2.15. Fast simulations of flexibility of the docked vaccine complex. The CABS-flex webserver was used for fast simulations of the TLR5 designed complex vaccine flexibility. A protein structure in the PDB format is the only data needed for input (or a protein PDB code). Here, as the input for the quick flexibility simulation, the selected docked TLR5-vaccine complex was used. Protein flexibility, contact map and root-mean-square fluctuations (RMSFs) of atoms within a protein complex are provided on this server. RMSF simulation of all amino acid residues in a given protein is shown by the CABS-flex server in a nanosecond duration .

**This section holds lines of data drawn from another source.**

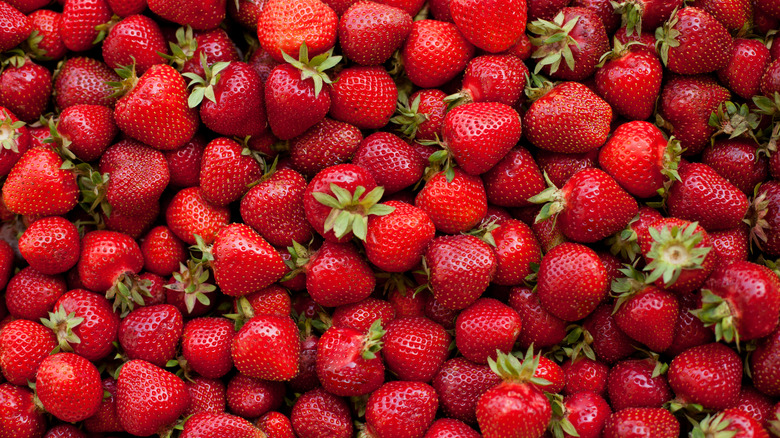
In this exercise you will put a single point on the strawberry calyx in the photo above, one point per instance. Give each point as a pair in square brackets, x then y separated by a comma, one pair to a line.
[712, 427]
[203, 87]
[9, 132]
[554, 42]
[372, 341]
[62, 324]
[560, 426]
[716, 311]
[674, 250]
[313, 68]
[350, 211]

2.16. In silico cloning and codon optimization of MEV construct. The Java Codon Adaptation Tool (JCat) (http://www.prodoric.de/JCat)  was used for codon optimization and reverse translation of the MEV construct sequence to express the MEV in a suitable expression vector. Here, an E. coli (strain K12) host was selected to express the final MEV sequence, and other options such as rho-independent transcription termination, prokaryote ribosome binding site, and restriction enzyme cleavage sites were included. To ensure the high-level protein expression, two JCat output indexes include the codon adaptation index (CAI), and percentage GC content can be used. CAI supply data on codon usage biases; the CAI score is optimal at 1.0, but a score above 0.8 (> 0.8) is also good. Usually, the optimal GC content range between 30–70% is favorable effects on translational and transcriptional efficiencies. Also, to clone the final MEV sequence in E. coli pET-28a (+) vector, two restriction enzyme sites containing XhoI and NcoI were included at N and C-terminals of the target sequence, respectively. The optimized MEV sequence (with restriction sites) was inserted into the pET-28a (+) vector using the SnapGene tool to certify MEV expression.